Court Strikes Down Low “Gainful Employment” Repayment Rate Standard but Affirms Education Department’s Authority to Act and the Need to Do So
On Saturday, June 30, a judge on the U.S. District Court for the District of Columbia issued a decision in APSCU v. Arne Duncan et al which challenged the Department of Education’s gainful employment regulations. Those regulations apply to career education programs at public, nonprofit and for-profits colleges and were set to go into effect on July 1.
TICAS Vice President Pauline Abernathy issued the following statement in reaction to the ruling:
The Federal District Court decision issued this weekend leaves students and taxpayers exposed to unscrupulous schools that seek to swindle them and routinely saddle students with debts they cannot repay.

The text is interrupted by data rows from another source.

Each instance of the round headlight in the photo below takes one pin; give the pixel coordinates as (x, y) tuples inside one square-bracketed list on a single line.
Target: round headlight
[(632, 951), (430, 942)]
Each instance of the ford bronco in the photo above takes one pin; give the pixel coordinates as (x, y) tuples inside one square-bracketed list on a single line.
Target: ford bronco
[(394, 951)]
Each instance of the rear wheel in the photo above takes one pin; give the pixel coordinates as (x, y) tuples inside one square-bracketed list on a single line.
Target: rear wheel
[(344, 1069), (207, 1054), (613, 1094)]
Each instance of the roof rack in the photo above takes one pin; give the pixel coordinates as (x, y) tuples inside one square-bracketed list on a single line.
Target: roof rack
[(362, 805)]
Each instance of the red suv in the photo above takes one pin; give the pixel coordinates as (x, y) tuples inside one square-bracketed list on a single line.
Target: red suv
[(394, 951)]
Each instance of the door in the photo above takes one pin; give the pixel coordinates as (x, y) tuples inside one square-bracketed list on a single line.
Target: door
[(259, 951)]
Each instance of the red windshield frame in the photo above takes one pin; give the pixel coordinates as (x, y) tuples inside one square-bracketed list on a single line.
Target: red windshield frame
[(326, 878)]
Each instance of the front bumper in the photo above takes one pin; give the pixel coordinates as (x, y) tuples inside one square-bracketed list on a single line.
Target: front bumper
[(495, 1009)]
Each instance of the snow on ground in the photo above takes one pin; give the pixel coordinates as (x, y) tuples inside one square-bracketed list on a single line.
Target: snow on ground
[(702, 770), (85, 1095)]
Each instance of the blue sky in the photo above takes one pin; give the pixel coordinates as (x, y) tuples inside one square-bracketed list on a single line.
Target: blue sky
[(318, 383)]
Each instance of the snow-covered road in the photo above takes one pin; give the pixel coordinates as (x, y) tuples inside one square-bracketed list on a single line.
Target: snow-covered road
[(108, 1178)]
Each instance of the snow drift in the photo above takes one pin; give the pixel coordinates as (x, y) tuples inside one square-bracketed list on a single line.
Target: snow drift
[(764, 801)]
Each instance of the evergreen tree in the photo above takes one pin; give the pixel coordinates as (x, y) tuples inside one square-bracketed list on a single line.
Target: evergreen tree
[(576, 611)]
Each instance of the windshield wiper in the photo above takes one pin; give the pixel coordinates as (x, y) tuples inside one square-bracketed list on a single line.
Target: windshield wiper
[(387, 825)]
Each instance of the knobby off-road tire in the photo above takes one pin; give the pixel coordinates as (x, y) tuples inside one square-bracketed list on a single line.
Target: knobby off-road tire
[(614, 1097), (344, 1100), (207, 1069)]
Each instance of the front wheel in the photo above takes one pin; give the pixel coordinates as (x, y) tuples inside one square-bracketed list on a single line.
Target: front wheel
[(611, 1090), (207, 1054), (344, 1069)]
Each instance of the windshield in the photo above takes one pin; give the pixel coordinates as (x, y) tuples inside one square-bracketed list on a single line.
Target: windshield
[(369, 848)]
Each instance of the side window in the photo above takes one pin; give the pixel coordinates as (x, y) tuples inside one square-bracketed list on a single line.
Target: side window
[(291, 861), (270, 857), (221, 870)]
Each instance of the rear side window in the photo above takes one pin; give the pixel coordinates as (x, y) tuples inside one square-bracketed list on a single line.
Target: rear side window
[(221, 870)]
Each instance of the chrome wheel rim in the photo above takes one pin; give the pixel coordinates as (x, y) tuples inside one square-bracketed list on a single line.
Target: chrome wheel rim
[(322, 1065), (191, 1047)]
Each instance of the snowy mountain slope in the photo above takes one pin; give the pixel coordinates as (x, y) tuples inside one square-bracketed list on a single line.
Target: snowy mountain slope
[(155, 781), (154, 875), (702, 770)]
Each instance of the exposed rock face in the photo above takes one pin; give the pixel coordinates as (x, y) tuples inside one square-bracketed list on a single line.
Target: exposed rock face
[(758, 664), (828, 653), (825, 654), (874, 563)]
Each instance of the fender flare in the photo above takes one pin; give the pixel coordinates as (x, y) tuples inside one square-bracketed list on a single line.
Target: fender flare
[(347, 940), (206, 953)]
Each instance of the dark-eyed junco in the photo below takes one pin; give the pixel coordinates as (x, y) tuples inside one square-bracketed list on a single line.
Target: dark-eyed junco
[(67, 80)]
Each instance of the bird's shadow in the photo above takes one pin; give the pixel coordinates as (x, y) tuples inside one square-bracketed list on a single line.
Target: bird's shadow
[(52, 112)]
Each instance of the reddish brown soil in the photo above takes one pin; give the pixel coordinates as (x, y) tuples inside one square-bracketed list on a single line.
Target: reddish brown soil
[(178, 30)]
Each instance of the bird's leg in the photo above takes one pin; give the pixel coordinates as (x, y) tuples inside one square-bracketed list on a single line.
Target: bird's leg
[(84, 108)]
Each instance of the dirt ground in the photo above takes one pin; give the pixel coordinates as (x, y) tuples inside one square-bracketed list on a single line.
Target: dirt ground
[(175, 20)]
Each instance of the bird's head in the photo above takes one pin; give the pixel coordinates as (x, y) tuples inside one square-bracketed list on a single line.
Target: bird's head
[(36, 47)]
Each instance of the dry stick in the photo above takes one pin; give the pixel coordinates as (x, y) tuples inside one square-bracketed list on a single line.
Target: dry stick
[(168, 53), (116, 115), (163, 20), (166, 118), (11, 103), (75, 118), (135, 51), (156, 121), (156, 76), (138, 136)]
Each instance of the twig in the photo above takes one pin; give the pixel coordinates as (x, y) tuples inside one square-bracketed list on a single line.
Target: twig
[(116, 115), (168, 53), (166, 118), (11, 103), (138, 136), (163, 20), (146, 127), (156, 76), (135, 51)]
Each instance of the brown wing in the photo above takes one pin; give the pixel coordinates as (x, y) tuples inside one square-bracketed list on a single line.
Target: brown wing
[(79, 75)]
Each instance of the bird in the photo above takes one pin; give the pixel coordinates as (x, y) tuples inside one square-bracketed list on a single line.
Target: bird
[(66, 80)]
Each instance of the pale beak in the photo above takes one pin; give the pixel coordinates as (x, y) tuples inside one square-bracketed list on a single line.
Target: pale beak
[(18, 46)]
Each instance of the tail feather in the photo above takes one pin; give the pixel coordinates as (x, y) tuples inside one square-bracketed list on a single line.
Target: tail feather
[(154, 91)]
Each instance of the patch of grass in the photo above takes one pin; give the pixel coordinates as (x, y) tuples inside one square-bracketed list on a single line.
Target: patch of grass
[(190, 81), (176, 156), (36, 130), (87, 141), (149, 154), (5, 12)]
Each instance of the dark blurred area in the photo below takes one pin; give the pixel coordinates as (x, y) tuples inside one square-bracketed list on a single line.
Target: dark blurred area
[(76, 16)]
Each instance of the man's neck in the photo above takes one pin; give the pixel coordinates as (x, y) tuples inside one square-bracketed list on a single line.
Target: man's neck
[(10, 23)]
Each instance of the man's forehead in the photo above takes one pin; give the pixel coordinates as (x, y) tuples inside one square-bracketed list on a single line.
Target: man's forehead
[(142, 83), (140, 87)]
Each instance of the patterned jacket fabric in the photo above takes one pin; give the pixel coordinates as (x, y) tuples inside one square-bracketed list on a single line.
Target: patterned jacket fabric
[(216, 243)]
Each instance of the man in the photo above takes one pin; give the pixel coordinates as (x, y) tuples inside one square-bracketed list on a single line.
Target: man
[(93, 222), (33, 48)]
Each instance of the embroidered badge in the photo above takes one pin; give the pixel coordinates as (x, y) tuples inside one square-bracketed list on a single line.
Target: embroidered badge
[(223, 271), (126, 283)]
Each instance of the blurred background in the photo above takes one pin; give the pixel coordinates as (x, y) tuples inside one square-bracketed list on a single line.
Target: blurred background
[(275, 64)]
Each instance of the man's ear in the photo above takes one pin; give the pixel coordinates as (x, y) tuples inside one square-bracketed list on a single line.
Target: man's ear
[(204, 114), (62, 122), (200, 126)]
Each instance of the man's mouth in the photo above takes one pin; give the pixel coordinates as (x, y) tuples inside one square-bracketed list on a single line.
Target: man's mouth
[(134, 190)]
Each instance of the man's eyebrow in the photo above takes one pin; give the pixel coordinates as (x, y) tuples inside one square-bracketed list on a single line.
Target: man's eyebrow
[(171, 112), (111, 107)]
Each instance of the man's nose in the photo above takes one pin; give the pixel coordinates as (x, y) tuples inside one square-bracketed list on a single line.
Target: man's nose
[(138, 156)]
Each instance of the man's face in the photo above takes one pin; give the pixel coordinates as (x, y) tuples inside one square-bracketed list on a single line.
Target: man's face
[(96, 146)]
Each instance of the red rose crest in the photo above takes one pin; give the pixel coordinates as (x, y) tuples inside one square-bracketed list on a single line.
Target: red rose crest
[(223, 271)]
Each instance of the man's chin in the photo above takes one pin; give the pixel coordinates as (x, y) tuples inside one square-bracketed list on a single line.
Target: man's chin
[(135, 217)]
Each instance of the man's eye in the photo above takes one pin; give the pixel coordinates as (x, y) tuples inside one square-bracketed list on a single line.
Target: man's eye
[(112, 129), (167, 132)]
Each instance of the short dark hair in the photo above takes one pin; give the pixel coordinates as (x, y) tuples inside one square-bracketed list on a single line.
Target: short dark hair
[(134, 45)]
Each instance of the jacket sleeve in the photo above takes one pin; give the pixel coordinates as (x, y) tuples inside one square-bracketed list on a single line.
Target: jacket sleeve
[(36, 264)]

However, the court decision did affirm both the Education Department’s authority to enforce the gainful employment provisions in the law and the need to do so. The court concluded that “The Department has set out to address a serious policy problem, regulating pursuant to a reasonable interpretation of its statutory authority….Concerned about inadequate programs and unscrupulous institutions, the Department has gone looking for rats in ratholes—as the statute empowers it to do.”
The court ruled that the Department did not provide adequate rationale for picking the 35% threshold for program repayment rates, leading it to vacate the entire rule as a result. The decision faults the rationale for the 35% threshold, not the importance of the repayment rate measure, which effectively assesses the extent to which a program’s former students are able to pay down their loan principal. Indeed, nearly two years ago, dozens of organizations advocating for students, consumers, higher education, civil rights and college access urged the Department to raise the repayment rate threshold, writing, “This standard is simply too low to demonstrate that programs are adequately preparing students for gainful employment.”
With student debt levels rising and 30 state attorneys general from both parties jointly investigating for-profit college industry practices, the need for action has never been more urgent. To protect students and taxpayers, we call on the Administration to swiftly respond to this court decision and on Congress to promptly adopt bipartisan legislation that prohibits any school from using taxpayer dollars to advertise and recruit students and closes the “90-10 Rule” loophole that allows schools to count GI Bill funds and Department of Defense Tuition Assistance as private rather than federal dollars.